Il faut aussi de la main d’œuvre, un plein temps environ pendant deux bons mois, dans notre cas. Nous n’avons par contre pas eu besoin de beaucoup irriguer.
Lorsque nous avons planté les porte-greffes en 2008, nous avions mesuré les racines qui avaient un diamètre de 10 mm en moyenne. En 2014, on était entre 40 et 60 mm de diamètre. Claude Bourguignon, le spécialiste des sols, était venu faire une expertise sur le domaine, il avait trouvé cela extraordinaire! Les racines étaient déjà grosses comme mon pouce, sans aucun rapport avec un greffé-soudé.
Pour que le greffage au champ fonctionne bien, il ne peut y avoir un prestataire d’un côté, un fournisseur d’un autre et un client. Il n’y a qu’une seule équipe, qui travaille main dans la main pour un même résultat: obtenir le plus beau végétal possible. Tout le monde en profitera. Quand je prépare mes porte-greffes, je le fais du mieux possible. Je veux que le greffeur ait du plaisir à greffer.

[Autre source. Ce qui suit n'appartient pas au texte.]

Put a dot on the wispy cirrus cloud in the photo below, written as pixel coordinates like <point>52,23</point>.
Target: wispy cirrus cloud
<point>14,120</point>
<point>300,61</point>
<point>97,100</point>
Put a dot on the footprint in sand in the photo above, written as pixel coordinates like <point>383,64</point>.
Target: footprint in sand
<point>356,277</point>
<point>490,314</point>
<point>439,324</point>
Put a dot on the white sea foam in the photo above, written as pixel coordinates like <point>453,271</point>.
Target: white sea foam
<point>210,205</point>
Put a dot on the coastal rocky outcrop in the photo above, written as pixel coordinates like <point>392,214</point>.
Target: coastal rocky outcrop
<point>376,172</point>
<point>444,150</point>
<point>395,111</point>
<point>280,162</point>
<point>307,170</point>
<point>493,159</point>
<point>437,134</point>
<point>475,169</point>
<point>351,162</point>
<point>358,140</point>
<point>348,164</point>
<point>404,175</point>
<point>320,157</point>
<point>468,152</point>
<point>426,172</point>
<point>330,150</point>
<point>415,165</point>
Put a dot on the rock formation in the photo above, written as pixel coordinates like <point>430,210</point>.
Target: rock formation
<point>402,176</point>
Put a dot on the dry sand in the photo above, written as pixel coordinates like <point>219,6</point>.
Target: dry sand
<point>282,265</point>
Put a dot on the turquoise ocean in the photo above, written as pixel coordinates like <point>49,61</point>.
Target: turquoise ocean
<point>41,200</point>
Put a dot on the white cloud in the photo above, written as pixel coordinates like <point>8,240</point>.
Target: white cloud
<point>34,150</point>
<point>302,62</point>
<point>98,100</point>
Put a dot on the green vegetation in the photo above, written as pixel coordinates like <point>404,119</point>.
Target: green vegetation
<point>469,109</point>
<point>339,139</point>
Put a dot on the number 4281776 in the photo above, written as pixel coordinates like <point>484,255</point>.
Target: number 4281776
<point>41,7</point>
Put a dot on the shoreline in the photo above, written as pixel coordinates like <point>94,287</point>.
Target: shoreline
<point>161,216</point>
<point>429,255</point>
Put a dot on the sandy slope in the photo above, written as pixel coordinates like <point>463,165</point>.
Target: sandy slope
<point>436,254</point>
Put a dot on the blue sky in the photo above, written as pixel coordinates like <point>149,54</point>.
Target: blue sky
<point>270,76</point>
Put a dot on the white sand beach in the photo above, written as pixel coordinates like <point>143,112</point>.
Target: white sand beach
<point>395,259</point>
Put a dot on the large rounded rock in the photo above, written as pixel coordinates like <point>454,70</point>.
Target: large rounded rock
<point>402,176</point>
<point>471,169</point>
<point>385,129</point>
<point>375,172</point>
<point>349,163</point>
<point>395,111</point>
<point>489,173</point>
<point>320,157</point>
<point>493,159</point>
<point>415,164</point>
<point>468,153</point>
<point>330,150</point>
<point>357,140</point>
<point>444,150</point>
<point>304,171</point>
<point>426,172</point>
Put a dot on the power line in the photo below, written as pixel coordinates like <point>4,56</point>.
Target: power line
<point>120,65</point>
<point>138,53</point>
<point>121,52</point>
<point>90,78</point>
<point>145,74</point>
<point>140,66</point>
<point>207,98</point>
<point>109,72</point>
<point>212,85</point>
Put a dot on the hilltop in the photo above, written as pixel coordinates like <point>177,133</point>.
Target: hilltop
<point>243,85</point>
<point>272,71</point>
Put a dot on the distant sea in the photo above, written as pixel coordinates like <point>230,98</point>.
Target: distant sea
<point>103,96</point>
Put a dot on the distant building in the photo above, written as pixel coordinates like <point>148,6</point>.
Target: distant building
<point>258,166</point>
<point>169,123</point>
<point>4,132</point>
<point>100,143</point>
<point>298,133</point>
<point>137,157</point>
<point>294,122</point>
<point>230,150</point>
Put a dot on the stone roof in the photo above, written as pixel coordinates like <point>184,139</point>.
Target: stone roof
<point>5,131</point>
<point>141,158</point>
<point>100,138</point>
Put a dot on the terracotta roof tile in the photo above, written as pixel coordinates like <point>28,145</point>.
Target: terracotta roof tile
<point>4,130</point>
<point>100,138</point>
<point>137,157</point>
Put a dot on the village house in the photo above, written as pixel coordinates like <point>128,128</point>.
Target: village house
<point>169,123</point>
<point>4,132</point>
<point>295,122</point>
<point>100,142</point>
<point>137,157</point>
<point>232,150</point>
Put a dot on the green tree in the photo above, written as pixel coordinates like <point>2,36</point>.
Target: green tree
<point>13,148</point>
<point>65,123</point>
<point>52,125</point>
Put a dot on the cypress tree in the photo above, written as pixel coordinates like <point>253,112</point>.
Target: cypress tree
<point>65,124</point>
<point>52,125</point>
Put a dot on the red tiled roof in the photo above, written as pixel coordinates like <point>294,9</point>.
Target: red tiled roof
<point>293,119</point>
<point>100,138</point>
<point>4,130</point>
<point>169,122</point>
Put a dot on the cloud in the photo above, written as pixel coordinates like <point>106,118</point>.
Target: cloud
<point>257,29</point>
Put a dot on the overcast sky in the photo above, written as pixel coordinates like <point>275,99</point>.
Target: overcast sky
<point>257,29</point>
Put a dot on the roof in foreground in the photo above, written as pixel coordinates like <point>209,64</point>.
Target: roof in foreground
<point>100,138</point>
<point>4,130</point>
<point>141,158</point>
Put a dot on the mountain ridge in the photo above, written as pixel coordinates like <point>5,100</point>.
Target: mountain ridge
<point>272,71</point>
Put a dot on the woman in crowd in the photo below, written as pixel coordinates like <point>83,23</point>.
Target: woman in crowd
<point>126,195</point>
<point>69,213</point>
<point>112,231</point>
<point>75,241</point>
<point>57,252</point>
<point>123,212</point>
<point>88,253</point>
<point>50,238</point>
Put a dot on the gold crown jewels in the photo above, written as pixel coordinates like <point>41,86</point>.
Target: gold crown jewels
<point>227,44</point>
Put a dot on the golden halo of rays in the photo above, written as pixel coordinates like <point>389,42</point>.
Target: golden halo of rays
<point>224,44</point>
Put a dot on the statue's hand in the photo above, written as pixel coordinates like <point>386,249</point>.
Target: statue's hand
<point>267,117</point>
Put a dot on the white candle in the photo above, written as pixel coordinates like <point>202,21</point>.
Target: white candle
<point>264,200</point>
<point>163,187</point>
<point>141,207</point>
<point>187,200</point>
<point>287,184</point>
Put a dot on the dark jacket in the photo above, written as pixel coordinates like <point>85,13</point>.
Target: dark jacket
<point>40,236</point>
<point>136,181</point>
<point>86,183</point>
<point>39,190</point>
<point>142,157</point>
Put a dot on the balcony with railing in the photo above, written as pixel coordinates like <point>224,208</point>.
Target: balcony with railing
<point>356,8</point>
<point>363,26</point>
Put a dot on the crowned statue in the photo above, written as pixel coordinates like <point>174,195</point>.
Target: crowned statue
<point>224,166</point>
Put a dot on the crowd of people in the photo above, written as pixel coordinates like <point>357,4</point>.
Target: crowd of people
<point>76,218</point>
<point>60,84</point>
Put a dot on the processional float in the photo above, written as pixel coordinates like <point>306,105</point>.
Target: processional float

Même s’il est encore tôt pour se faire une idée définitive du vin issu de ces vignes, je trouve qu’il y a une vraie vitalité, une vraie minéralité. Il y a quelque chose dans le jus qui m’interpelle et qui m’émeut réellement ».
Jean-Pierre Serguier
Directeur général du Château Simian, Châteauneuf-du-Pape.
« En 2014, nous avons planté 4.000 portegreffes racinés, avec l’idée de les greffer nous-mêmes en interne, par greffage en fente. Avec certains cépages, comme les Grenache, Carignan, Counoise, Mourvèdre, nous avons eu de belles réussites. Mais sur le Grenache gris, seulement 50 pour cent des greffes ont pris. Je pense que c’est dû à un problème de greffons, mais qui nous a échappé. C’est vrai que nous sommes des débutants en matière de greffage.
Nous avions fait appel à un «ancien» de 75 ans, qui nous a accompagné et conseillé, mais malgré cela, nous sommes déçus du résultat. Nous avons alors décidé de tirer un trait sur la greffe en fente pleine pour apprendre à greffer en Chip-bud.
Le problème des greffes en fente c’est que le porte-greffe est décapité complètement. Et lorsque la greffe n’a pas pris, on n’a pas d’autres solutions que d’arracher pour replanter ».